Sömürgeci faşist rejim 18 Nisan itibariyle Medya Savunma Alanları’na dönük yeni bir işgal harekatı başlattı. Karadan ve havadan her türlü teknolojik silahla yürütülen bu kapsamlı operasyonda faşist rejim temsilcileri amaçlarını, daha önceki operasyonlarda olduğu gibi “son teröriste kadar sürdüreceğiz” biçiminde açıkladı. Rusya ve Ukrayna arasında süren, gerçekte ise emperyalist hegemonya savaşının bir yansıması olan konjonktürel havayı da arkalamak isteyen faşist rejim, kendi yayılmacı emellerini gerçekleştirmenin arzusuyla bölgede “baş kesen” olmak istiyor.
Kuşkusuz Kürdistan’a dönük faşist rejimin saldırıları hiç duraksamadan devam etti. Hatta denilebilir ki Rojava Devrimi’yle birlikte günlük yaşanan bir olgu oldu. Rojava ve Güney Kürdistan’a sınır bölgelere yüzbinlerce asker yığınağı yapıldı, Kürdistan’ın dağı taşı İHA, SİHA, Obüs ve uçaklarla sürekli olarak bombalandı. Faşizm beslemesi çeteci gruplar veya askeri indirme harekatlarıyla Kürdistan köyleri sürekli olarak tehdit altında tutuldu. Askeri hedeflerle birlikte sivil halkın katledilmesi de, bir bütün olarak sömürgeciliğe karşı direnen Kürt halkına biat ettirmeyi amaçladı.
Ancak tüm bu saldırılar karşısında Kürt halkı ve özsavunma güçleri bir an bile tereddüte kapılmadan kazanımlarını savunmaya, ulusal kolektif haklarını daha güçlü haykırmaya devam etti. Suriye, İran, Irak gibi bölge gerici devletleriyle birlikte ABD ve Rusya gibi emperyalistlerin de aktif desteğini almasına rağmen politik İslamcı faşist Saray rejimi, amaçlarına ulaşamadı. Tam tersine savaşı ilk elden yürüten siyasi partiler olarak Erdoğan’ın AKP’si ve MHP geniş kitleler nezdinde gözden düştü, koltuklarını kaybetme riskiyle karşı karşıya geldiler.
Bu gerçekler karşısında faşist Saray rejimi bir kez daha Kürdistan’a “sefer” ilan etmiş bulunuyor. Uzun süredir devşirdiği Barzani KDP’sinin de aktif işbirliğiyle yürüttüğü bu operasyon, kardeşi kardeşe kırdırmayı hedefliyor. Kuzeyden sömürgeci Türk ordusu, güneyden ise işbirlikçi Peşmerge güçlerince çevrelenmiş olan Medya Savunma Alanları 18 Nisan’dan beri şiddetli saldırılara ve aynı zamanda, gerillanın kahramanca direnişine tanıklık ediyor.
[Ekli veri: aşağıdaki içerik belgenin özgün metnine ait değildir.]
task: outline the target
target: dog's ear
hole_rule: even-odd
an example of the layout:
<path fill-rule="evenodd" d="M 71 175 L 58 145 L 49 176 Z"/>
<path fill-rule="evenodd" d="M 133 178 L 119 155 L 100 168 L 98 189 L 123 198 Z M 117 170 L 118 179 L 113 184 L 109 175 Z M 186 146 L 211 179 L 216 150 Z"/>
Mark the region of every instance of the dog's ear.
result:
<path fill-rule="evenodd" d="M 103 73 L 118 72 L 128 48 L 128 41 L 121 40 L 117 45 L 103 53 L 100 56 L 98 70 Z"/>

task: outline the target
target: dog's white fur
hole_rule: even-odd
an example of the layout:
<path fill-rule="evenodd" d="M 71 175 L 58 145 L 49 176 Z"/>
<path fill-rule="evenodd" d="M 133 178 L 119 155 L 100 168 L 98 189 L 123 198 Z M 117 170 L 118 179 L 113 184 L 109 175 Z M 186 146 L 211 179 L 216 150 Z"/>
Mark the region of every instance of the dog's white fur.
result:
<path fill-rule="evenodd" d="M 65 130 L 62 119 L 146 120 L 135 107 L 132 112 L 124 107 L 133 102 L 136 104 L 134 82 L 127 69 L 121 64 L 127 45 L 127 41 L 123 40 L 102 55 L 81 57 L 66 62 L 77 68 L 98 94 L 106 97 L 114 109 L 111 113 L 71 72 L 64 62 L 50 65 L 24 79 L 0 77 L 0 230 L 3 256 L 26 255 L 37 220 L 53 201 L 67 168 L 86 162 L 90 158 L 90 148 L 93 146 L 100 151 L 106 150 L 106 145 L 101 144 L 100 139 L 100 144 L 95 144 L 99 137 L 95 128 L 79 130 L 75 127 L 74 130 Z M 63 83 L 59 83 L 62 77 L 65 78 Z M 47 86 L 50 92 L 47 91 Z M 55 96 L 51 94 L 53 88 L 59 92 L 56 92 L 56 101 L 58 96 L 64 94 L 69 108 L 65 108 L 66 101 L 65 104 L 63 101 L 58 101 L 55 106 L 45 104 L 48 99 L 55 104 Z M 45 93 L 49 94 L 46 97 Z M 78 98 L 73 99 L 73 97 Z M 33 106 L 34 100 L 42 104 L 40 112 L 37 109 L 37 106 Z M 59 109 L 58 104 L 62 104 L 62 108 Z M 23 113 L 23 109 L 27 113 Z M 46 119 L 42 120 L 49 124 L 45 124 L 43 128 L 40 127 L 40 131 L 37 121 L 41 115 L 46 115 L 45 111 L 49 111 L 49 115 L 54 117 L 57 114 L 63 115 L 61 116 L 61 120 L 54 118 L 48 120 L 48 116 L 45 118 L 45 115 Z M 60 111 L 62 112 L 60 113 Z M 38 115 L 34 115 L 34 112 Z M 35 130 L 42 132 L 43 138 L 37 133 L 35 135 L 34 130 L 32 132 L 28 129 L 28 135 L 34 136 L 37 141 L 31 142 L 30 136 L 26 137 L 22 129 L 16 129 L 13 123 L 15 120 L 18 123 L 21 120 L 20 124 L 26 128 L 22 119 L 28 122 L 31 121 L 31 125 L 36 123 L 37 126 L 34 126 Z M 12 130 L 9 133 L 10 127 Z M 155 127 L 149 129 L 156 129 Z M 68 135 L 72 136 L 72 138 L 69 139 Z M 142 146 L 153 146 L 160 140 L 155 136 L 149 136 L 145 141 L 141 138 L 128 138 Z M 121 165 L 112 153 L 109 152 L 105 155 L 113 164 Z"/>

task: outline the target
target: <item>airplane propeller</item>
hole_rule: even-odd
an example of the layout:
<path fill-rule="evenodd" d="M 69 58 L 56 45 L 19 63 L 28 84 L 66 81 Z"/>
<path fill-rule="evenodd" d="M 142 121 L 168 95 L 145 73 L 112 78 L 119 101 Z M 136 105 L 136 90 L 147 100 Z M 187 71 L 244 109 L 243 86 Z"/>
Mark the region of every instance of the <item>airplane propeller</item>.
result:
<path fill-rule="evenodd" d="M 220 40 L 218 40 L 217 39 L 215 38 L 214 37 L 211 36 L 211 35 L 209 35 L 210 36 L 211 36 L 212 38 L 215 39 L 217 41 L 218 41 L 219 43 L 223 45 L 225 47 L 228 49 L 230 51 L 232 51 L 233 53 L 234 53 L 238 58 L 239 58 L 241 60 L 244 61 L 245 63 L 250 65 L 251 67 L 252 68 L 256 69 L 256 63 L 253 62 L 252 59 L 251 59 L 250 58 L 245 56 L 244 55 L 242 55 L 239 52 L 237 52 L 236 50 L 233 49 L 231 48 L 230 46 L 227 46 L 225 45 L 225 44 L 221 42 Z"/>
Şüphesiz ki topyekün saldırı ancak ve ancak topyekün bir direnişle püskürtülebilir. Bunun için Kürdistan’ın dört parçası ve Türkiye coğrafyasında olduğu gibi, göçmen işçi ve emekçilerin yaşadığı Avrupa’da, sömürgeci saldırılara karşı aktif bir mücadele elzemdir. Avrupa’da yürütülecek mücadelenin içeriği ve talepleri tabi ki alanın özgünlüklerini taşımalıdır.
Olabilecek yaygınlıkta örgütlenmesi gereken eylem ve etkinlikler bir yandan en geniş Türkiyeli ve Kürdistanlı işçi ve emekçileri sokağa dökmeyi amaçlarken, öte yandan yerli halklara ulaşma, enternasyonal dayanışma çağrıları yaparak onları da harekete geçmeye çağıran nitelikte olmalıdır. Zira sömürgeci faşist rejime en yoğun siyasi, askeri ve ekonomik destek Almanya, İngiltere ve Fransa gibi emperyalist devletlerden gelmektedir.
Yine her anın ve alanın sömürgeci işgal saldırılarını teşhir etmeye kilitlenmesi, başkaca gündemlerle yürütülen kitle çalışmasının mutlaka parçası haline getirilmesi; bildiri dağıtımı, afişleme ve pankart asımı gibi formlarla güçlendirilmesi hedeflenmelidir. Sosyal medyanın değişik dillerde aktif kullanımından, iletişimde olduğumuz yerli enternasyonalist güçlerden açıklamalar, yazılar ve görsellerle direnişin parçası olmaları sağlanmalıdır.
Sömürgeci işgal saldırılarına karşı Avrupa’da çıkacak güçlü bir mücadelenin sesi, mutlaka ama mutlaka Türkiye ve Kürdistan’ın tüm parçalarında duyulacak ve hissedilecektir.